In this case, unbeknownst to the Clery family, Lehigh University had 38 instances of rape, robbery and assault within a three-year period. Case after case, the victims had been silenced and shamed and hidden.

Her parents, Connie and Howard Clery, soon after Henry’s death sentence and their settlement with Lehigh University, created the Clery Act which now requires all schools receiving federal funding to annually publish their crime statistics. The Clerys claimed many schools were hiding their student’s criminal activity; in their eyes, prospective students deserved to know the facts.

However, at North Greenville University, the Clery report is less-than exciting, with mostly page after page of zeroes. The highest number is for theft, which typically involves stolen textbooks. But if sexual assault were to occur, NGU does not shy away, but offers several resources for investigative and healing help.

NGU falls under Title IX, which once was only used to prevent discrimination on the basis of sex, age, gender or race, but now encompasses sexual assault and harassment, too.

Title IX coordinator at NGU, Robin McCarter, said “Students can report anything…it can be as simple as, ‘Someone hugged me and I didn’t like it,’ to, ‘I was raped.’ Sexual assault doesn’t have to be rape, though. You can hit someone’s leg and that can be assault. It depends on how it is perceived.”

Regardless of the severity of the act, there are many reasons why people don’t report sexual assault, including: Embarrassment, fear of retaliation, intimidation, shame and fear of not being believed.
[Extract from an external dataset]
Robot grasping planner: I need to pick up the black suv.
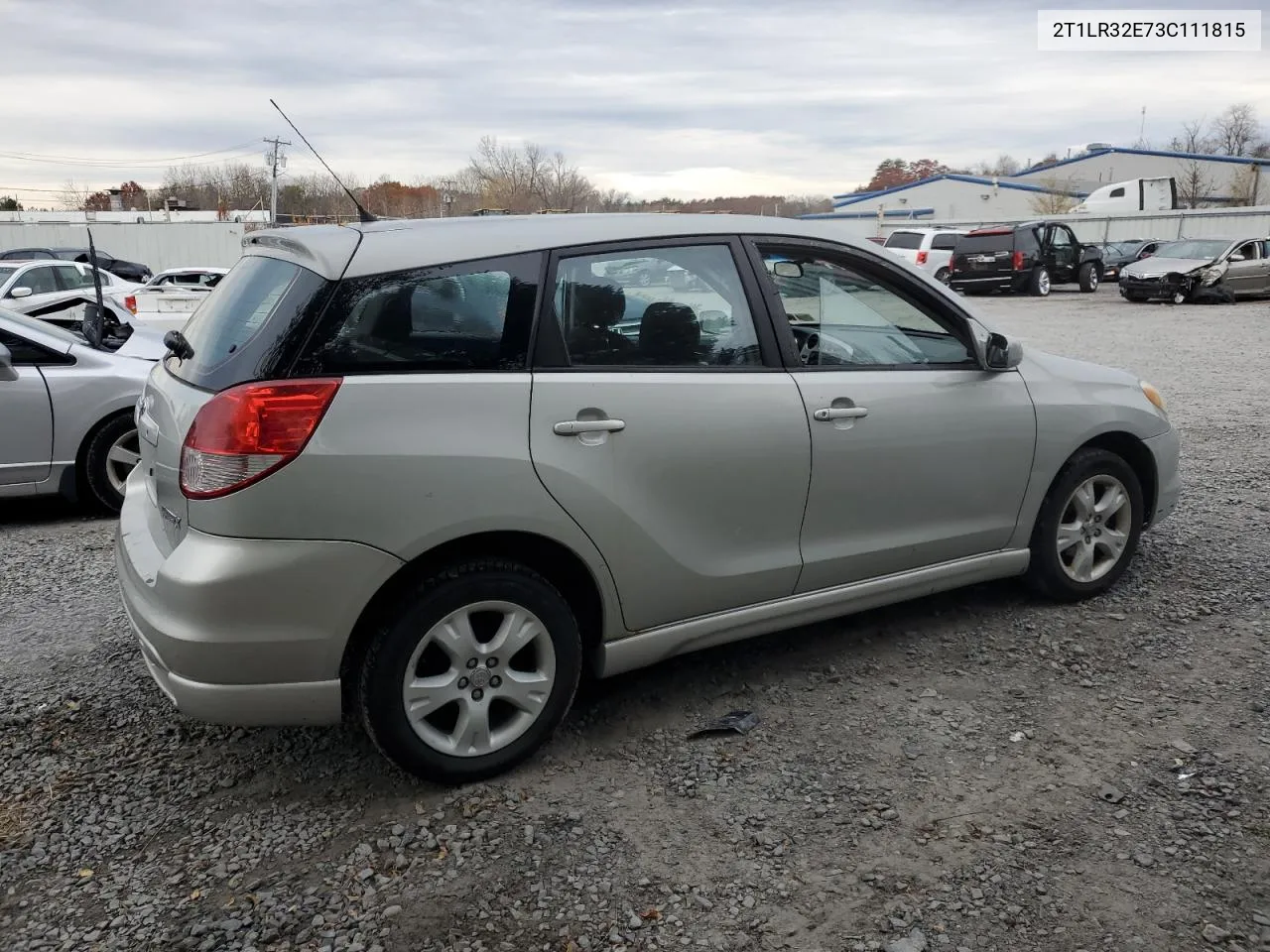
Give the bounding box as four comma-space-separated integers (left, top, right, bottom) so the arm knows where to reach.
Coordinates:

At a Southern Baptist university like NGU, McCarter explained victims of sexual assault may not come forward for fear of getting in trouble. However, she assured NGU always looks for criminal behavior first and foremost.
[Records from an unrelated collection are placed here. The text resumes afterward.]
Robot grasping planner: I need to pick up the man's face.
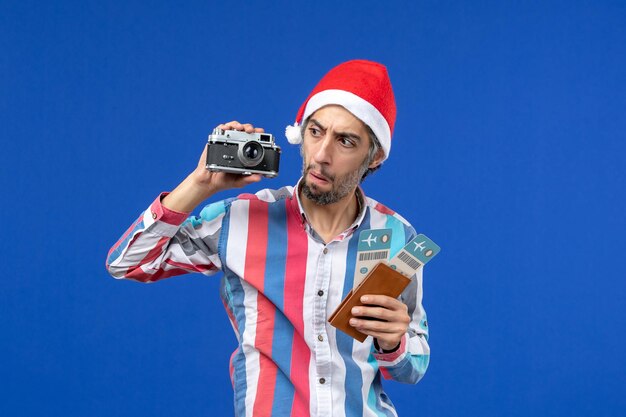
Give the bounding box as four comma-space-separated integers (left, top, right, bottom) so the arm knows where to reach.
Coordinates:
301, 105, 382, 205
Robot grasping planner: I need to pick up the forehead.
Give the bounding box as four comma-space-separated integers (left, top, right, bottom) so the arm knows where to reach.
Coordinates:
311, 104, 368, 139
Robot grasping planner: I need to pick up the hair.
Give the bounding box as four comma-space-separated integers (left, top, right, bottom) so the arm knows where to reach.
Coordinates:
300, 115, 382, 182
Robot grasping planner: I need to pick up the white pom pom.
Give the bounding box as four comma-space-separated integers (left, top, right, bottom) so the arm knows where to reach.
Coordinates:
285, 123, 302, 145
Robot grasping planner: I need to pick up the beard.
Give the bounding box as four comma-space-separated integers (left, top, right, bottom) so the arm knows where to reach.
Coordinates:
302, 158, 369, 206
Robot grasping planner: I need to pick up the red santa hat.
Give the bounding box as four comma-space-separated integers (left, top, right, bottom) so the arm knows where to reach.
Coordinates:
285, 60, 396, 159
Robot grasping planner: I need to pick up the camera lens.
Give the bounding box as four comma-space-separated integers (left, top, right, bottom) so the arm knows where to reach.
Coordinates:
237, 140, 265, 167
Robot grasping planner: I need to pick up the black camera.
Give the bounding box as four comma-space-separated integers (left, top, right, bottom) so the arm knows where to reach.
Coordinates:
206, 129, 280, 178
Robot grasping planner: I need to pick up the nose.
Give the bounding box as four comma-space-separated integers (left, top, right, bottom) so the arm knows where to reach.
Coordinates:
313, 133, 332, 165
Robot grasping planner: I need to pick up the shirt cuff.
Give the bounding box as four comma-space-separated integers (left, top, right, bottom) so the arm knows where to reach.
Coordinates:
150, 192, 190, 226
374, 333, 408, 366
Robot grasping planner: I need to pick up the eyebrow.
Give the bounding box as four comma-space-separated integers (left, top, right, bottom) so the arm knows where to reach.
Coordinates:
309, 119, 361, 142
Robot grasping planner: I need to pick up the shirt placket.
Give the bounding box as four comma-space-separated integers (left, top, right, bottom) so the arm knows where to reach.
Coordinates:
313, 242, 334, 416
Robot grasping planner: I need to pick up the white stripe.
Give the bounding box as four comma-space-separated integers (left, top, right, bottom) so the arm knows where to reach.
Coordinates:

“During my time [at NGU] we haven’t had an assault or a rape on campus,” said McCarter. “However, if something were to happen, it’s not for me to judge what they were doing and whether they were breaking policy. It’s my job to judge whether someone was breaking the law,” she continued.
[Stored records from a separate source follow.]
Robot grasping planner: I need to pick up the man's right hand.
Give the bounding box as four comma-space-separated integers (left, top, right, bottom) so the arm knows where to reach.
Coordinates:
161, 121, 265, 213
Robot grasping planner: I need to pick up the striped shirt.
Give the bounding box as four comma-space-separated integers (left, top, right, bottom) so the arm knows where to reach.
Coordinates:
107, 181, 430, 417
Unfortunately, we live in a society which loves to shame those who cry rape. The victim is judged and blamed for everything:  the clothes they wore, misleading words they uttered, or laughing off a sly sexual comment instead of saying “stop.”  Bottom line: they put themselves in the situation so it’s their fault.

McCarter expressed her concern and dismay over this reality.

“No one seeks to go out and be raped. Period,” she said. “As a victim of molestation in my teen years, I know what it feels like to go to the police and for them not to believe you. My hope is that no student, faculty or staff member at NGU would ever experience that feeling. Shaming is never an appropriate response to assault.”

NGU offers several resources for victims of sexual assault. If a victim wishes to report to authorities, he or she may go to either McCarter or Charles Snook, both of whom are victim’s advocates on campus. Of course, off-campus authorities would report any offenses back to NGU’s campus security.

However, if a victim does not want to pursue a criminal investigation, he or she may confidentially speak to counselors, Sue Suomi or Steve Bielby, as well as campus nurse, Kathy Bailey. None of these people are required to report to authorities anything a student discloses to them.

Everything NGU does, from the policies they institute to the free counseling they offer is to pursue the end goal of a Clery Report full of zeroes. Because Jeanne Clery didn’t just fall victim to an enraged student; she fell victim to a college campus with lax security and hidden crime.  Fortunately, her parents have made sure other parents, hopefully, never have to endure the agony they did.